Isso explica, por exemplo, o insucesso de muitos negócios, cujos empresários esquecem-se da importância da informação, do conhecimento e da experiência frente ao mercado. Carecendo das ferramentas mínimas de gestão e administração, estas pessoas correm riscos quando deveriam assumir riscos, o que um bom administrador optaria por fazer. O mesmo ocorre em diversos setores da economia envolvendo a indústria, comércio e serviços, tanto com empreendedores individuais como com profissionais liberais.

A falta de conhecimento da dinâmica do mercado e das ferramentas de gestão e administração comprometem o sucesso de centenas de milhares de negócios em todo o país.

Este desconhecimento condena estas empresas a estarem entre as últimas em produtividade e lucratividade, inviabilizando sua possibilidade de inovação, competitividade e sustentabilidade. Estas empresas lançam-se ao mercado como cordeiros frente a leões, e quando devorados perguntam-se: “Onde foi que eu errei?”

Ser o último em negócios não significa criar sua empresa em mercado ou segmento já liderado por outras, ou lançar seu produto após o da concorrência – significa não estar em condições de competir!

Vivemos em uma era de alta velocidade de informação e muitas empresas ainda se permitem ao custo de serem lentas!

Em uma era onde os consumidores demandam por produtos e serviços 24/7 (vinte e quatro horas por dia, sete dias por semana) milhares de empresas ainda se permitem trabalhar no horário de conveniência delas e não no de seus clientes.

Em uma era onde precisamos reduzir os custos ao mesmo tempo em que precisamos aumentar o valor percebido por nossos clientes, muitas empresas acreditam que podem triunfar aplicando somente uma destas estratégias.

É incrível, mas em plena Economia da Experiência, ainda encontramos empresas que não se dedicam a encantar seus clientes fornecendo-lhes as experiências memoráveis e fidelizando-os.

No centro da Era da Convergência, onde o mercado demanda por soluções integradas e não isoladas, ainda encontramos empresas despreparadas para associar serviços aos seus produtos.

Falamos de sustentabilidade e muitas empresas esperam por uma legislação punitiva para tomarem as medidas mais simples de respeito ao meio ambiente.

Estamos cansados de ouvir os empregadores dizendo que as pessoas são o maior capital das empresas, mas estas mesmas pessoas continuam a não ser reconhecidas e remuneradas de acordo com sua importância.

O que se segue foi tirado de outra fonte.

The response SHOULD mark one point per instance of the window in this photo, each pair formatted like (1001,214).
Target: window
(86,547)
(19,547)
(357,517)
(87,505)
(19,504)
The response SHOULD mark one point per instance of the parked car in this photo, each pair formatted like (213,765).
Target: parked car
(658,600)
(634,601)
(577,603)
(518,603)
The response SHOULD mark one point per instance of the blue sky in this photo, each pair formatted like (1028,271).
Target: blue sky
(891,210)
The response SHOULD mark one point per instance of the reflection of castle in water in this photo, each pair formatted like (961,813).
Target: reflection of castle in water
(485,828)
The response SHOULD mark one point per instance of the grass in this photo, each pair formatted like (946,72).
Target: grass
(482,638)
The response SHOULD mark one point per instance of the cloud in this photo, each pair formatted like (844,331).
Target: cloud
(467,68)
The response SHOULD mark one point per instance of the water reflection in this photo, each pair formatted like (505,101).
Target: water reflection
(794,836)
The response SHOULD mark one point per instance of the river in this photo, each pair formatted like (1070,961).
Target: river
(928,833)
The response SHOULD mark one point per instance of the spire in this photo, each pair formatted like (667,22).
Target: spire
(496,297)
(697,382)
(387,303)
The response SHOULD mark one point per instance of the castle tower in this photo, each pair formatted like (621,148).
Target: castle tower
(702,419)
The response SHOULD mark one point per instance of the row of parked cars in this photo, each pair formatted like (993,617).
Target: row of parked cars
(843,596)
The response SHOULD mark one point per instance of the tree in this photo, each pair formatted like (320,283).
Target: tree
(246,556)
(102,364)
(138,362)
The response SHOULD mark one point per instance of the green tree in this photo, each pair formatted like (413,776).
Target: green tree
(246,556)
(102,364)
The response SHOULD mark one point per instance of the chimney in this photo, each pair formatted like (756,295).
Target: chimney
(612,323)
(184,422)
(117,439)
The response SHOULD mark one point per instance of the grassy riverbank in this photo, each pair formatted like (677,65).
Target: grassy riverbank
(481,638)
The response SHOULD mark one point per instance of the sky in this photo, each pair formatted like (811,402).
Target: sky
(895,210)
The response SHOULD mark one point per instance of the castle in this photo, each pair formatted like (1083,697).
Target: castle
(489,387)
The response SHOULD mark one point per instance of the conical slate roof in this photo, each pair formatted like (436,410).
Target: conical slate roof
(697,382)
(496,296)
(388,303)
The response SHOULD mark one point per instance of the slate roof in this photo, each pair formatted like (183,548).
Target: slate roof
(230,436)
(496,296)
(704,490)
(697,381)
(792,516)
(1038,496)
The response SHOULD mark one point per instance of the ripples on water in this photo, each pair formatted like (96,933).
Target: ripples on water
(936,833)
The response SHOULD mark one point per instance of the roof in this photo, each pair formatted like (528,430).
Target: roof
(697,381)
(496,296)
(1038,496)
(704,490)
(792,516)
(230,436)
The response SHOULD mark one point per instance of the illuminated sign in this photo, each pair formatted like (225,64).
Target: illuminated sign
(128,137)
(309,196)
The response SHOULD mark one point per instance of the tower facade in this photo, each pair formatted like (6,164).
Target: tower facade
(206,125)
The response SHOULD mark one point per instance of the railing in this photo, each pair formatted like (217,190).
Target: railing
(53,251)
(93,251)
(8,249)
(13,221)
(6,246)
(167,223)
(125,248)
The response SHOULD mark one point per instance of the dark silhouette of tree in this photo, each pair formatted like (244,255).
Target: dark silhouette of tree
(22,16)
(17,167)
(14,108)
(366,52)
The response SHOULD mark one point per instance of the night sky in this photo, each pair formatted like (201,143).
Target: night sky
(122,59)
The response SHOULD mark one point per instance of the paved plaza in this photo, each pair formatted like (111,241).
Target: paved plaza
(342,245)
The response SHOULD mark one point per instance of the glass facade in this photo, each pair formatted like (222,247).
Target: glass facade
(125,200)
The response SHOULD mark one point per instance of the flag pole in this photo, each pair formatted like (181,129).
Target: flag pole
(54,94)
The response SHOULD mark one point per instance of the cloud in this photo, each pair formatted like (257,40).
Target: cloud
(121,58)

Nossos melhores cientistas são requisitados pela Europa e Estados Unidos para lá realizarem suas pesquisas e descobertas; nossos melhores jogadores de futebol estão continuamente jogando fora do Brasil. E nós? Quais cientistas importamos para o Brasil, para aqui fazerem suas pesquisas e descobertas? Quais os grandes jogadores que contratamos para jogar no país na última década?

Há um problema comum em todas as questões que atingem empresas públicas e privadas no Brasil, falta de gestão estratégica. Observem que não é falta de planejamento estratégico, mas falta de gestão. Gestão inclui execução. Muitas empresas possuem o seu planejamento estratégico, seu plano de negócios, mas quantas, efetivamente, o executam com excelência?

Ainda há excesso de discurso e prática insuficiente, ainda somos muito retóricos.

Vencida a era da informação, instalou-se a era do conhecimento. Se antes o mercado era um lugar desafiador para todo e qualquer empreendedor, hoje ele é ainda mais seletivo. Se antes era possível vencer em função de existirem poucos concorrentes, hoje, em uma economia global com demandas atendidas por múltiplos canais de venda, incluindo o e-business, estamos concorrendo com todo mundo e com o mundo todo!

Empresas e profissionais brasileiros precisam acordar para o fato inequívoco de que no mundo dos negócios, os últimos serão sempre os últimos!

A sustentabilidade do nosso modelo de negócios está na ordem do dia. Reveja seus conceitos, mude suas atitudes e construa a melhor versão do futuro.